# Other Animals > Other Pets >  How to earn crested gecko's trust?

## bargaviking

Hi everyone,
So, where to start? I got my crested gecko a little less than a month ago. I did lots of research beforehand and garnered that most of them tend to warm up to handling after a while. I held mine a little bit in the store, it was fairly curious, active, not aggressive, not jumpy of squirmish (not to mention gorgeous - a blushing flame morph with a full tail. Adult, maybe 2 years old or so). I took all these as excellent signs that it would be comfortable around people in no time.
For the first few days, especially when people asked to see him (I know, I know, but they just don't understand), I'd take him out for a little bit and let him handwalk. He wasn't fond of the actual process of getting fished out of the tank right off the bat, but once I actually managed to get him on my hands, he seemed perfectly calm. I also took care to handle him extra gently as I dreaded him dropping his tail. Anyway, everything seemed fine.

But the thing is, nothing's changed. It's been more than 3 weeks, and he doesn't seem to trust me any more than he ever did, maybe even less. He doesn't exactly run away from my hand when I put it in his tank, but he just kind of slowly walks in another direction, as if to say "no thank you". If I do manage to get him out, though, he usually stays put, doesn't tend to panic. It's just the being picked up part that he doesn't like, and he won't even lick food off my fingers. If I want to handle him at all, I have to trap him in a corner somehow and then lift him out, which he evidently doesn't enjoy so I have just been leaving him alone more and more lately. I am wondering if this will lead to him regressing and becoming even less comfortable with handling than he already was.

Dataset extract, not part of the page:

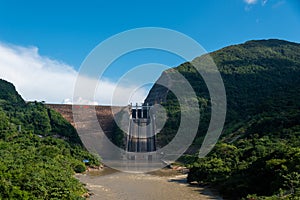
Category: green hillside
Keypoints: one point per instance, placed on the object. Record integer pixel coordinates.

Basically, I'd like to know if it looks like he'll ever warm up to being handled. He sees me all the time - the tank is on my desk - and I can't think of a time when I have ever terrified him or done anything sudden, and still, he is very reluctant to be held. 
If it turns out that some geckos just aren't the friendly type, I'm perfectly content to leave him alone and just observe him, clean and feed. The reward in owning a reptile, after all, isn't the love and cuddles type, but playing caretaker to a fascinating and beautiful creature. I just want to know whether I should keep trying, and how, or let him be. Thank you in advance!

----------


## Lija

none of them like or want being handled, but will tolerate if you do. of course he hates when you take him out, that will never change- imagine, you are sleeping in your own cosy bed and some giant is waking you and picking you up. If you say he is calm once on a hand and not panicking - that is all you should hope to get from him or any other crestie and probably any other reptile  :Smile:

----------


## Don

As they get older they do calm down.  Mine still wets in my hand every time taken out and when hand walks for some time before calming down.  he is about 2 years old now.  They need to be handled daily. 

To slow him down when capturing or if you place on a table, place a hand like motioning to stop in front of him.  Blocking his path.  As he tries to go other directions, just slowly keep the hand in front of him.  This will stop him from bolting across the table when you want him to just chill or around the tank when your grabbing him.

My granddaughter and wife place ours on their stomachs when sitting on the couch now and he stays as long as a hand is resting over him.  Only once did he leap forward and grab my granddaughters nose :-)

----------